High-Dimensional Data Analysis Laboratory
Central goal of the research group is to develop computationally-scalable and mathematically-justified methodologies for “small sample grey-box learning” combined with big data analysis challenges, enabling to obtain valid results even by learning from a few examples only. In recent years, the small data challenges emerging in various applications, particularly in biomedicine, in geosciences and in economics/finance, have indicated an urgent need for replacing the current state-of-the-art data-hungry AI and ML tools with algorithms that can smartly handle available information and are still statistically valid with fewer data. The group of Illia Horenko develops several “grey-box” small data analysis algorithms on the boundary between ML and applied mathematics, based on combinations of Hidden Markov Models with dimension reduction and stochastic differential equations. The research group is advancing these algorithms with data sets from different disciplines, including biomedicine, finance and geosciences. In contrast to the state-of-the-art in ML, these methods do not solve distinct data analysis steps sequentially in a pipeline but solve all of these problems jointly and simultaneously based on a scalable numerical solution of the appropriate optimal discretization problem.
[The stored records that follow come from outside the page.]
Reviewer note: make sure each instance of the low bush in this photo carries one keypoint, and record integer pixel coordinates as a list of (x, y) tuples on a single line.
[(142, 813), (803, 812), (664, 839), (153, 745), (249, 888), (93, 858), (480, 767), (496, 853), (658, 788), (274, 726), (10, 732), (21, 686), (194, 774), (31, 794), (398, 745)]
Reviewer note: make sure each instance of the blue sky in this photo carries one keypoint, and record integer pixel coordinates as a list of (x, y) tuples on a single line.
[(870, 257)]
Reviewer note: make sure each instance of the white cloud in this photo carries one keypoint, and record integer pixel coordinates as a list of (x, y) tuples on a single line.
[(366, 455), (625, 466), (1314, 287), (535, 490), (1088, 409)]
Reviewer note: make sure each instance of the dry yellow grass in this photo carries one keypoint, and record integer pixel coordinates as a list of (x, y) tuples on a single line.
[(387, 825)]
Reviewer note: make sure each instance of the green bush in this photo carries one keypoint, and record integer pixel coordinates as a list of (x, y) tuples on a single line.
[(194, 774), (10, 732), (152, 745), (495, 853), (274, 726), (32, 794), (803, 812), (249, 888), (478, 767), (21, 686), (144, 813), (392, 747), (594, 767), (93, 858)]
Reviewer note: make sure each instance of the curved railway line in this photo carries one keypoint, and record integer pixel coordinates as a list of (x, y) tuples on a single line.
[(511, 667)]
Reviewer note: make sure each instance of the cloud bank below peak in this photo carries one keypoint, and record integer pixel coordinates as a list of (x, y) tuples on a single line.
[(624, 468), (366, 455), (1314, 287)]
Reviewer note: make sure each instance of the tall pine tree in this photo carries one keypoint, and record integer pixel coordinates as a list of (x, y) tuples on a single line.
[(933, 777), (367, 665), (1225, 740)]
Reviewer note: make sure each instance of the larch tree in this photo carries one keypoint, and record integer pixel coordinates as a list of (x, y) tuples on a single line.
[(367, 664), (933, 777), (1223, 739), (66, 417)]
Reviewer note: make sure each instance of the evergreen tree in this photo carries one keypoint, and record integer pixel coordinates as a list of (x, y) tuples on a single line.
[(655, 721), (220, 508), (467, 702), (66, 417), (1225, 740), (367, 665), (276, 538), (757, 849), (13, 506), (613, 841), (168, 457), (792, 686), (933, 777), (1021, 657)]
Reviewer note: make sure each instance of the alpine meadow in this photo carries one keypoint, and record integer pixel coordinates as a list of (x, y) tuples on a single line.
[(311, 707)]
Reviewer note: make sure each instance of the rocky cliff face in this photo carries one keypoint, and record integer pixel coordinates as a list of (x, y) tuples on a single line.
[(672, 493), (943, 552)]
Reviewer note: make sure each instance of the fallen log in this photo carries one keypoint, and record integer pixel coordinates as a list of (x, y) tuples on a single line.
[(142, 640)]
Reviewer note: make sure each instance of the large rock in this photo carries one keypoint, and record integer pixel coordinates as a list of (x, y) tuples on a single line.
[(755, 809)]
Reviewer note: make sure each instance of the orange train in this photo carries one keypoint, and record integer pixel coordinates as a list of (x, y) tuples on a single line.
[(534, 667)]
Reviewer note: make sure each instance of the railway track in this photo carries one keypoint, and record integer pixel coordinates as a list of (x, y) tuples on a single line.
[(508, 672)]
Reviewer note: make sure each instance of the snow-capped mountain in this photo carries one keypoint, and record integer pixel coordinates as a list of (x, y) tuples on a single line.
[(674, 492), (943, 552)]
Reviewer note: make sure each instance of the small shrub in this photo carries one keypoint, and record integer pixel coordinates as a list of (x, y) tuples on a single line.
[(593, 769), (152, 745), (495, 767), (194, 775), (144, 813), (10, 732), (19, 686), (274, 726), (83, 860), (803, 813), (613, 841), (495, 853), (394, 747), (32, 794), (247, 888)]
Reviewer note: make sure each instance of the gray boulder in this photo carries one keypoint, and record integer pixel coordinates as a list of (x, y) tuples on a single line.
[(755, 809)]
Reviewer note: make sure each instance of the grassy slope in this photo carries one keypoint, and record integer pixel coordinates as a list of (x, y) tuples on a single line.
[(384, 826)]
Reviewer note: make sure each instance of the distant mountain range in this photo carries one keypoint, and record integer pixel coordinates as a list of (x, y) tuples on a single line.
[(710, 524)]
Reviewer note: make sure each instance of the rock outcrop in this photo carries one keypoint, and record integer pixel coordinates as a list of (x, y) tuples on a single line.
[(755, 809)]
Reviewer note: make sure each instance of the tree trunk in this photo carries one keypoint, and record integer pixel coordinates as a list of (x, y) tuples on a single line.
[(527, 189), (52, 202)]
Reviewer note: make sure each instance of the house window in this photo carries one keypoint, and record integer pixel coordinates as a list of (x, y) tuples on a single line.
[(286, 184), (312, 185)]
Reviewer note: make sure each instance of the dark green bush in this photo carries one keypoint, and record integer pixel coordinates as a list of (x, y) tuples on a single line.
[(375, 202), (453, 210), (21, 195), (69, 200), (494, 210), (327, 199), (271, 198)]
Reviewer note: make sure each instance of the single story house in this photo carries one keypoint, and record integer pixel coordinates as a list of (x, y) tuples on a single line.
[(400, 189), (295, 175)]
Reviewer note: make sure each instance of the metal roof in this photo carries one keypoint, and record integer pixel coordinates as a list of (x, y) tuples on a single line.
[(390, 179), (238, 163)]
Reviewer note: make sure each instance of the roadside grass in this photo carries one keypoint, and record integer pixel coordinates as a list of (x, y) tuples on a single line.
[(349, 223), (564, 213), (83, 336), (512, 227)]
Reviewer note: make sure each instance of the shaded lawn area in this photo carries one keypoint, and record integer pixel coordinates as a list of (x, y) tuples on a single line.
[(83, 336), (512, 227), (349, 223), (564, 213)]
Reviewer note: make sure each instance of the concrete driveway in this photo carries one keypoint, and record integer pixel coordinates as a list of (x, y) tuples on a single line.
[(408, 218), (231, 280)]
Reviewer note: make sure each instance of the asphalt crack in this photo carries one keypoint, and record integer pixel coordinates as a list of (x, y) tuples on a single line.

They allow obtaining geometrically-interpretable models trained with numerical optimization algorithms with linear computational cost scaling. Furthermore, these methods are characterized by mathematically-justified regularity and optimality of the obtained solutions and a parallel communication cost proven to be independent of the sample statistics size.
Figure (small data learning challenge): deep learning(DL) and Support Vector Machine with radial basis functions (SVM) compared to the Entropy-based Scalable Probabilistic Approximation Algorithm (eSPA from I.Horenko, Neural Computation, 32(8):1563-1579, 2020).